At the front door Sid took out the luggage.
“Take those to my room, there’s a good chap, and then go up to the nursery and send Dixon down to me.”
Sid hesitated. “Won’t you be resting first, milady?”
“No, I’ll be in the library. I’ve too much on my mind to relax at the moment. And I won’t be able to settle until I’ve seen Dixon.”
Whatever threats or bribery were needed, no matter how extreme, she would use to wrest Teresa Kelly’s address from her, now that all other options were closed. She wouldn’t be as
tentative with her as she had been earlier.
Sid seemed to be standing on one foot and continued to hesitate.
“Is there something the matter?” she said finally, turning to face him, but he was gone.
Miss East waited for the summons. She had seen Lady Blackshaw and her maid arriving, and Sid, whom she’d warned to say nothing, carrying in the luggage. If there was to
be any unpleasantness she wanted it over as soon as possible. She would welcome a reprimand or a demotion or a fine: anything, as long as Charlotte wasn’t taken from her.

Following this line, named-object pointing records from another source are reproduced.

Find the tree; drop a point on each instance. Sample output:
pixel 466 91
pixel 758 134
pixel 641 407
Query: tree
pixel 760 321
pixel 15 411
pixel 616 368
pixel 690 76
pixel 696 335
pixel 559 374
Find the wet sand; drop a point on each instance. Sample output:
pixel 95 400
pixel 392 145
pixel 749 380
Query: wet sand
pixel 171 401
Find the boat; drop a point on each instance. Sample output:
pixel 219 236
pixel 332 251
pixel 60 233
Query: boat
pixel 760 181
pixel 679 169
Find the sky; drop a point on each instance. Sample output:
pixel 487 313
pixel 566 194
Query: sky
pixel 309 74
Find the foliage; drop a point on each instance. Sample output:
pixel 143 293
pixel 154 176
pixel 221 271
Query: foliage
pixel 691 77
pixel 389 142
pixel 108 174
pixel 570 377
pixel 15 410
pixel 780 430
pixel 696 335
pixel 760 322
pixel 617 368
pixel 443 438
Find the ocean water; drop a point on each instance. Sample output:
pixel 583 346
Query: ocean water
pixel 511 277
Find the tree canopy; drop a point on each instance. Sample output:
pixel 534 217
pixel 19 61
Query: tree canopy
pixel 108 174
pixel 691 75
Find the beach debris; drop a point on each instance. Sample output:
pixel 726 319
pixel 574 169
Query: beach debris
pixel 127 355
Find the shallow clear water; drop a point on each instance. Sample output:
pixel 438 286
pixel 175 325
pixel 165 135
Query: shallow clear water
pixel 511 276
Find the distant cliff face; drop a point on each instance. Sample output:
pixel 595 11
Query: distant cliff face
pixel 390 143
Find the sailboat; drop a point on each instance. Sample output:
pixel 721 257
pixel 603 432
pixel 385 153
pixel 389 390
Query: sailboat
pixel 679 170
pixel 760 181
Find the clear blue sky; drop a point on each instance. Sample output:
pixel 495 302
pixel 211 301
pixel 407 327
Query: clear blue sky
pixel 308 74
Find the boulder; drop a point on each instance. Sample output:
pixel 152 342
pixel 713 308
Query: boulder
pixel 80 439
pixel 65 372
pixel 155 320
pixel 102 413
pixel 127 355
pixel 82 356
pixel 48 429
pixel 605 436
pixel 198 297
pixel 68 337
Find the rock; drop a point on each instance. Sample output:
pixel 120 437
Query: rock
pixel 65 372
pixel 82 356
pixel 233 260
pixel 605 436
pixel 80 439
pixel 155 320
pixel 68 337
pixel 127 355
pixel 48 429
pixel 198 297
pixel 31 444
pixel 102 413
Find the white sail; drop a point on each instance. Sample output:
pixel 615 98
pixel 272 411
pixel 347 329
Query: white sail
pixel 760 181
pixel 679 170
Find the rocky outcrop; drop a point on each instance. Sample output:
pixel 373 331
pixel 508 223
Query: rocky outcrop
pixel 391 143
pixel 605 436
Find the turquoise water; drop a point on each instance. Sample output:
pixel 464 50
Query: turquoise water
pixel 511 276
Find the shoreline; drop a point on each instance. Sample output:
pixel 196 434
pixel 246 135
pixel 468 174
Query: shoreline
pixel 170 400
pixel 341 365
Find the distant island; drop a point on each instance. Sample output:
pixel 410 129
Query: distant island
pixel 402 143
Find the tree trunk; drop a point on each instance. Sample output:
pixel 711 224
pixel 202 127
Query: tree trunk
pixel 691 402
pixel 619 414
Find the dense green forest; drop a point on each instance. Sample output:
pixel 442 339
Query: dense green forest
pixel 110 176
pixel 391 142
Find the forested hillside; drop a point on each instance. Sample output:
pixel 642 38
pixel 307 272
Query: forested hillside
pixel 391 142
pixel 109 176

Looking after the child had been difficult and tiring, but she hadn’t expected it to be easy. For the first two weeks in her care, Charlotte had woken many times during the night,
clutching her throat and gasping as if she couldn’t catch her breath. A couple of times she jumped from her single bed to Miss East’s double as if she were being pursued. If the light
in the room had gone she would shake Miss East until she woke to relight the lamp.
To take her mind off her fears, Miss East would repeat in a singsong voice all they had to do in the morning: checking and supervising the household servants who dusted, polished, laundered,
mended, stitched, knitted, scoured, mopped, cleaned and hauled, and the kitchen staff who sliced, baked, steamed, kneaded, preserved, roasted and pickled under the supervision of Cook. By the time
the litany was completed, Charlotte was usually calm and fading into sleep.
From the beginning there had been no difficulty with food – stopping her from eating too much was more of a problem. She had to conclude Dixon was starving the child, but to what end? To
make her speak or to keep her silent? To what lengths would she have gone if Charlotte hadn’t been removed from her care?